Short ETFs are newer to the markets. Now there are more than 35 inverse ETFs available for trading, which track indexes (e.g.: Short QQQ, Short Dow, UltraShort S&P), market sectors (e.g.: UltraShort Industrials, UltraShort Financials), and international/foreign markets (e.g.: Short MSCI Emerging Markets, UltraShort MSCI Japan). There are both advantages and disadvantages of trading invest ETFs over other instruments and over short trading.

Advantages of Short ETF
  • Inverse ETF allow traders to profit from falling markets.
  • Inverse ETF allow traders to go short without a margin account.
  • Inverse ETF allow investors to hedge their portfolio against market falls.

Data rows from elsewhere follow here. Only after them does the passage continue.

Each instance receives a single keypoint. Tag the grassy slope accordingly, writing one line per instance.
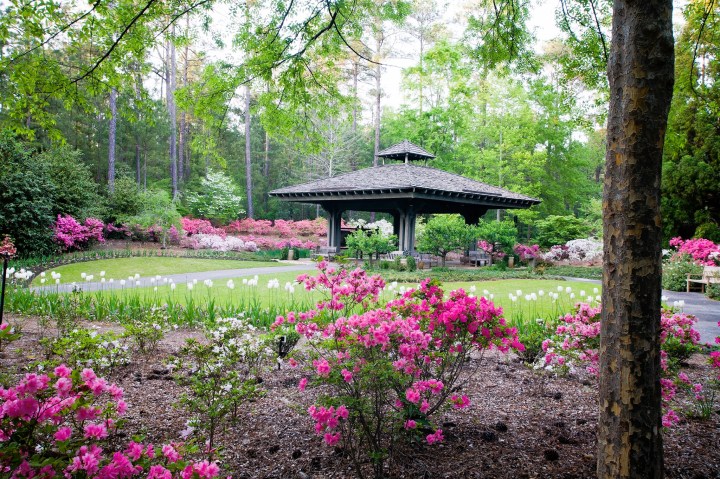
(120, 268)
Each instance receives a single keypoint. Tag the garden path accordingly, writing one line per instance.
(706, 310)
(180, 278)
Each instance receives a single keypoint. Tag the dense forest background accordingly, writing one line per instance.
(111, 100)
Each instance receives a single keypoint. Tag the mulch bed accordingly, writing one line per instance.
(522, 424)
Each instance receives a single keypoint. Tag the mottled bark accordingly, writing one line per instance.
(172, 113)
(640, 72)
(248, 164)
(112, 130)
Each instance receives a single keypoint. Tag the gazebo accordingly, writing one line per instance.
(403, 190)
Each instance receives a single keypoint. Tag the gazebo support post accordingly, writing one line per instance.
(334, 232)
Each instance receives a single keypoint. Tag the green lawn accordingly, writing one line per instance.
(521, 309)
(122, 268)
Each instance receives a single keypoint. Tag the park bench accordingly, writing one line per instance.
(479, 257)
(327, 252)
(710, 275)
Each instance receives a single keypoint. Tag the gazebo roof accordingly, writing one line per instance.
(405, 150)
(404, 181)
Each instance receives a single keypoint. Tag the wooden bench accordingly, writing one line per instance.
(479, 258)
(710, 275)
(327, 252)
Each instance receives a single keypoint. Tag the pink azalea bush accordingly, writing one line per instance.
(63, 424)
(7, 248)
(389, 368)
(703, 251)
(193, 226)
(527, 253)
(71, 235)
(576, 344)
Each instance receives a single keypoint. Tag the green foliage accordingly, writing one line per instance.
(75, 190)
(26, 199)
(446, 233)
(558, 230)
(125, 201)
(223, 375)
(147, 331)
(676, 270)
(218, 199)
(691, 157)
(503, 232)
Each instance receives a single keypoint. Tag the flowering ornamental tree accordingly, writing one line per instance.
(60, 425)
(703, 251)
(389, 368)
(71, 235)
(577, 339)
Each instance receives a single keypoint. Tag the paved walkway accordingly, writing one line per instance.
(180, 278)
(697, 304)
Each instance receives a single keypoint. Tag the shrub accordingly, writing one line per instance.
(26, 199)
(73, 236)
(218, 199)
(675, 272)
(223, 375)
(389, 370)
(555, 230)
(64, 424)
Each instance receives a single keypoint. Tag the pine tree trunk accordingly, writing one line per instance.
(248, 164)
(112, 130)
(172, 67)
(640, 72)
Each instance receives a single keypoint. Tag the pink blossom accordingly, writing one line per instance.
(437, 436)
(62, 434)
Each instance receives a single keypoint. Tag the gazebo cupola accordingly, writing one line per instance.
(403, 190)
(405, 152)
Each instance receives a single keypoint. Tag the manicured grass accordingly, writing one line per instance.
(122, 268)
(521, 309)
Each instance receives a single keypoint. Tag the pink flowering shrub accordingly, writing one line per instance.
(526, 252)
(389, 368)
(703, 251)
(63, 424)
(71, 235)
(577, 340)
(193, 226)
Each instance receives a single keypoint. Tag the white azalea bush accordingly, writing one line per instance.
(221, 374)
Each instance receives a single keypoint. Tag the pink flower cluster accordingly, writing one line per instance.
(54, 425)
(327, 422)
(7, 248)
(421, 340)
(71, 235)
(194, 226)
(702, 251)
(527, 252)
(281, 228)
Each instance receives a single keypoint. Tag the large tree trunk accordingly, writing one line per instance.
(248, 164)
(171, 85)
(112, 130)
(641, 79)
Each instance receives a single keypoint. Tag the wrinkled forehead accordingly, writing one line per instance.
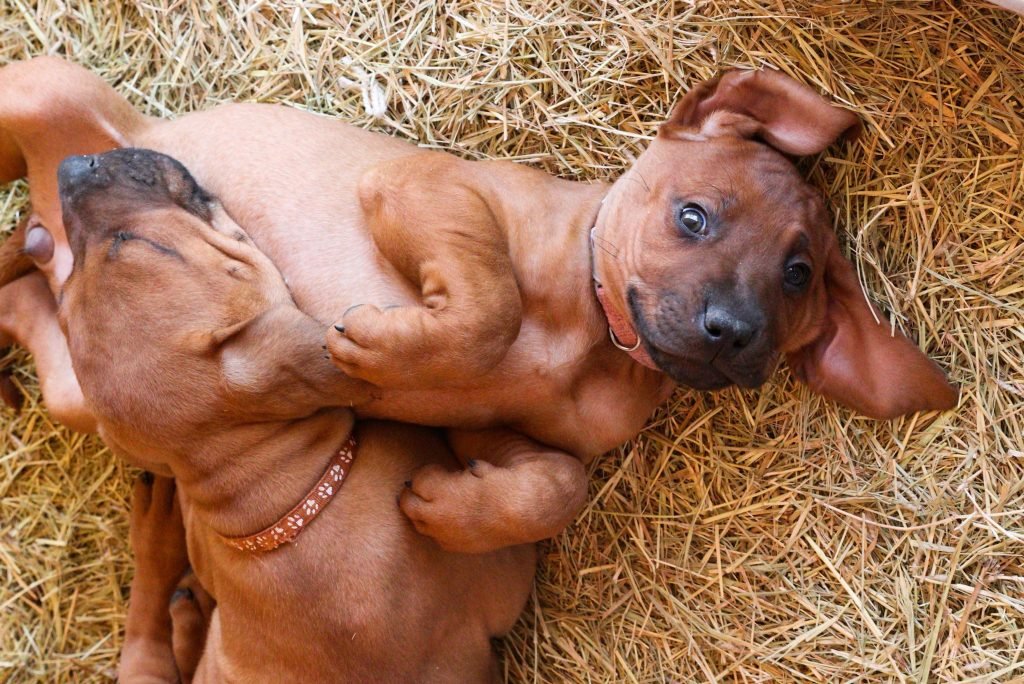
(740, 179)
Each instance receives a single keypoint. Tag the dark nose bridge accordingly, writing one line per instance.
(731, 319)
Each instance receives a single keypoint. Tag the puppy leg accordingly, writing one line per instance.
(29, 316)
(274, 359)
(192, 609)
(158, 541)
(513, 490)
(431, 221)
(50, 109)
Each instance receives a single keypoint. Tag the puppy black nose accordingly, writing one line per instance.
(725, 330)
(75, 169)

Disadvantages of Short ETFs
  • Short ETF is not a good choice in rising markets; and they tend to offer lesser return in long-term as most indexes tend to rise in long-term.
  • Profiting from short ETF require market timing, and are not so suitable for novice investors/traders.
  • The active management costs of short ETFs make them more expensive; especially for Ultra shots.
  • Short ETFs are newer instruments, and no sufficient performance history is available.